I am little confused about determining the gain and basis for the stockholder when liability is involved:
Classic Inc., a C corporation, distributed property to its sole shareholder as part of a complete liquidation. Classic's adjusted basis in the property was $660,000. The property had a fair market value of $730,000 at the time of the distribution and was subject to a liability of $700,000. The shareholder's tax basis in Classic's stock was $740,000. As a result of the distribution of the property, Classic will recognize a:
I know the answer is 70k gain for the corporation.
But for the shareholder who is assuming this liability, how does this affect the gain or loss? Because in the book, they say to use the FMV – stock basis = capital gain, but should we ignore the liability?

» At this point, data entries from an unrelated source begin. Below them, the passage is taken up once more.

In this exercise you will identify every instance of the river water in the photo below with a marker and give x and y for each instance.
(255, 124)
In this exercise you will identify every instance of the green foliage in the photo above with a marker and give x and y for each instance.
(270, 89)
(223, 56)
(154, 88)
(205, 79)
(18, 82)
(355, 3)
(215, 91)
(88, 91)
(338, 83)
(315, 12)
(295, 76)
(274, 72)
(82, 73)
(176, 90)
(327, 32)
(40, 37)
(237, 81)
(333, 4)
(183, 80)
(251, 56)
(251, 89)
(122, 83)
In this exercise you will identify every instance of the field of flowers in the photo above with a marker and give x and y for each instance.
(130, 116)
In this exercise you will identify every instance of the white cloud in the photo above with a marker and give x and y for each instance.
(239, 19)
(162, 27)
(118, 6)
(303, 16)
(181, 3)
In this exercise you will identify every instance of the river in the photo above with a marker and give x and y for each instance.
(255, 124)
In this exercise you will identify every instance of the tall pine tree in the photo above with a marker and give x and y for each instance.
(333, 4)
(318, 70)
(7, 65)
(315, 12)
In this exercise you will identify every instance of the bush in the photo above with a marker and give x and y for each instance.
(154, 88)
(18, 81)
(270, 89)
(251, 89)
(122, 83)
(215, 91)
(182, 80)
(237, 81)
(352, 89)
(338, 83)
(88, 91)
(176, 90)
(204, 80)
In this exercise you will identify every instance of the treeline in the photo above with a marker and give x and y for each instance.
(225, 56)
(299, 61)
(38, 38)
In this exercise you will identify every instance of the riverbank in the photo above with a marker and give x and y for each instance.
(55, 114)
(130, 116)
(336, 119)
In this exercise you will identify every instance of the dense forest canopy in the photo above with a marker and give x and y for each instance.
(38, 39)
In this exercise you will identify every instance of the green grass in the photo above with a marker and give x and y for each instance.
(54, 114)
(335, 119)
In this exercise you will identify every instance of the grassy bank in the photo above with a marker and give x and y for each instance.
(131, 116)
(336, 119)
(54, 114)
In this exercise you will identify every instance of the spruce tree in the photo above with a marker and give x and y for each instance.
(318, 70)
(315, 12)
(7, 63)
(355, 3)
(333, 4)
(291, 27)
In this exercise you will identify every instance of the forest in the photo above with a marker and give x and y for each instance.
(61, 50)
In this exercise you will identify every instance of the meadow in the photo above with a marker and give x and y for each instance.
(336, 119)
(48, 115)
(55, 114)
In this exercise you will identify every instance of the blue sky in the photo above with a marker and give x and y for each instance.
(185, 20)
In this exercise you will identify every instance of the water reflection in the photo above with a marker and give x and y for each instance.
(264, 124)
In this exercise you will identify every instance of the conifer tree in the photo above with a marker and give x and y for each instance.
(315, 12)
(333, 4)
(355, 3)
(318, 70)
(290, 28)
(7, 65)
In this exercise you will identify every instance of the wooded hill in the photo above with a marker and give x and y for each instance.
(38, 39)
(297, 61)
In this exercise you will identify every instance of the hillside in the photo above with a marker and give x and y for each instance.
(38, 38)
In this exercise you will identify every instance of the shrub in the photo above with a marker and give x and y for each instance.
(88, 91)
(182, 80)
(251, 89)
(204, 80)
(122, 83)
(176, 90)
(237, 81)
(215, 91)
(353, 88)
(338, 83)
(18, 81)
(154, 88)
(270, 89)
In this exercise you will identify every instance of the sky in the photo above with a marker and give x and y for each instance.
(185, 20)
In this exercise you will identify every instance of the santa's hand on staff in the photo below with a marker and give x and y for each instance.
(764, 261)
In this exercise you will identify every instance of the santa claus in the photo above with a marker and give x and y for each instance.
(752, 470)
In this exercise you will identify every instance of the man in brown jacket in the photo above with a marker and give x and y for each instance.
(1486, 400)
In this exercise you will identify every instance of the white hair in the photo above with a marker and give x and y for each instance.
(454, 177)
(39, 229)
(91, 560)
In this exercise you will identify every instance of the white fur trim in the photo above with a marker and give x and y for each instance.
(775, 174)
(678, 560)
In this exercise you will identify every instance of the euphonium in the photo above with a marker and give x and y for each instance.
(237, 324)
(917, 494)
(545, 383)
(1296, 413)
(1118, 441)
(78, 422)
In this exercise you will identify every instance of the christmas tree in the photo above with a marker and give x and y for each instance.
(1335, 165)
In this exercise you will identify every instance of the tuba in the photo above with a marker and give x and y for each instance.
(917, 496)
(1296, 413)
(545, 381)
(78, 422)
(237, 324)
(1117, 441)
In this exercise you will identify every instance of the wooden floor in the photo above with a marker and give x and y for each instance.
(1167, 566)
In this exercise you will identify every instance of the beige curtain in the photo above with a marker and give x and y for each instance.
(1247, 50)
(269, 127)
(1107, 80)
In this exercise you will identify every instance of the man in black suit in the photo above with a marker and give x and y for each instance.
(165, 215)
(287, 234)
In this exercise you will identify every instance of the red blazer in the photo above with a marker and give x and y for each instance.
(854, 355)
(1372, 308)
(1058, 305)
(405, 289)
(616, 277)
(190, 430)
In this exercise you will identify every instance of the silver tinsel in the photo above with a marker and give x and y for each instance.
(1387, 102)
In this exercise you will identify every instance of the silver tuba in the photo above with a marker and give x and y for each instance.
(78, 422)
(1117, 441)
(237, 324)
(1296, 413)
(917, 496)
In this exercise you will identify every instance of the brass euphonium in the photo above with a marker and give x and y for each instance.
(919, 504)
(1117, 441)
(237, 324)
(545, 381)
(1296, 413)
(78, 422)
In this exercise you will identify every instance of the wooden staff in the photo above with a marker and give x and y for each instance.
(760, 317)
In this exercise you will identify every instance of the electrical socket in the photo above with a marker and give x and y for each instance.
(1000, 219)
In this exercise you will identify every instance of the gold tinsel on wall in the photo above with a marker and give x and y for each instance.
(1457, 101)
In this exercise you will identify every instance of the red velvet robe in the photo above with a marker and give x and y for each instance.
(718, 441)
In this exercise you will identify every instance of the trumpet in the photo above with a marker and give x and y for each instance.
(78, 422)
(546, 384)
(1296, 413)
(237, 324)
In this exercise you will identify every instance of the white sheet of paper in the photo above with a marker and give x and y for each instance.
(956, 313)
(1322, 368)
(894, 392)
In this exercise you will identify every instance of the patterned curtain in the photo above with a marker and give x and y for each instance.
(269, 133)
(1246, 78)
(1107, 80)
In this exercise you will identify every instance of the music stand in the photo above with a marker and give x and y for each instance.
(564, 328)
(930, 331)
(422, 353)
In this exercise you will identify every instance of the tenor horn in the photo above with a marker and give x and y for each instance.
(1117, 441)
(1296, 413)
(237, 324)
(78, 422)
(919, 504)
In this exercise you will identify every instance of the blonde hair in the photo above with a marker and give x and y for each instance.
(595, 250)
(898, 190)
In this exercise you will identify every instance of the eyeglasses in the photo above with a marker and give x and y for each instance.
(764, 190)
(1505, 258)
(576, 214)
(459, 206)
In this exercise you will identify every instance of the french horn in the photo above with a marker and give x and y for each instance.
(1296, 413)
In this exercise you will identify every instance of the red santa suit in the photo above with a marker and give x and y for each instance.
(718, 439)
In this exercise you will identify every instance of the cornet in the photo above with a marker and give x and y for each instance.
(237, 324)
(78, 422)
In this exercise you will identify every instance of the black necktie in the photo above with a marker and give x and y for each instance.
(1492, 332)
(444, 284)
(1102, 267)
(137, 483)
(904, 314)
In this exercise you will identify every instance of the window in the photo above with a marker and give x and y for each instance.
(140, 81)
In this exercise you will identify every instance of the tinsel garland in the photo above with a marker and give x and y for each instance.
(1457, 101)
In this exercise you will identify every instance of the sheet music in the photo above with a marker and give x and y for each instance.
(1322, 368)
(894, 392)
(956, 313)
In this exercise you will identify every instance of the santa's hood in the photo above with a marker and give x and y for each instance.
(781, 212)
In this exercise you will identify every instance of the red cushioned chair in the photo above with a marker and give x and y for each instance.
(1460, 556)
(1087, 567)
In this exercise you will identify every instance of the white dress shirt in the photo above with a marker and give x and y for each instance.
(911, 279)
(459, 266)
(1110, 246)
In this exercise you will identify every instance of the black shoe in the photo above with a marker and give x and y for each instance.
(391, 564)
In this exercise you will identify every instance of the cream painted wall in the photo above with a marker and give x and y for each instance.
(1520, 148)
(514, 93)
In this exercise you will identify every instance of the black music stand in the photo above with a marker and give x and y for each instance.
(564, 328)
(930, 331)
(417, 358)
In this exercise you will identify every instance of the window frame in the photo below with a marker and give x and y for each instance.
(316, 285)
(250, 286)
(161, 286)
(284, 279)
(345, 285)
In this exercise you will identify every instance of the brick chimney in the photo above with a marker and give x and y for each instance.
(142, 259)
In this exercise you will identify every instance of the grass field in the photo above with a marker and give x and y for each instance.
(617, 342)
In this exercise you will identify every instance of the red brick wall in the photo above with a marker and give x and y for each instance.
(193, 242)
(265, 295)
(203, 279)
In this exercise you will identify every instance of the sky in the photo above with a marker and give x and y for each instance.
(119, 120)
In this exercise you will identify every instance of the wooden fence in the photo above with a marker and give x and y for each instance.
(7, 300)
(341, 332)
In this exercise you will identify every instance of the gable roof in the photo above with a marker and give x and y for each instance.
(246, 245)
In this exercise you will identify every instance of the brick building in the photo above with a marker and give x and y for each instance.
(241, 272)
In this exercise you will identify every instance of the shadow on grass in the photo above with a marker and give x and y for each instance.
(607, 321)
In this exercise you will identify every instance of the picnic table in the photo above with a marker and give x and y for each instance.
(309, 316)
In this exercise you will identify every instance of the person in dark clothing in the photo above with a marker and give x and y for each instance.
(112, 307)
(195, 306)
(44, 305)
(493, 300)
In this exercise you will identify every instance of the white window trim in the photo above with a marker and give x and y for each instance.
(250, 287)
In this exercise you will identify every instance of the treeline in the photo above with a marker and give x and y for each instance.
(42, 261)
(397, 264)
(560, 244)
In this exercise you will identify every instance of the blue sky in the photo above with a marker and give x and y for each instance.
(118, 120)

Also for dividend distribution:
Fox, the sole shareholder in Fall, a C corporation, has a tax basis of $60,000. Fall has $40,000 of accumulated positive earnings and profits at the beginning of the year and $10,000 of current positive earnings and profits for the current year. At year-end, Fall distributed land with an adjusted basis of $30,000 and a fair market value (FMV) of $38,000 to Fox. The land has an outstanding mortgage of $3,000 that Fox must assume. What is Fox’s tax basis in the land?
I know the basis = 38k, but does not liability affect the basis in any way?
But how will the liability affect the dividend income?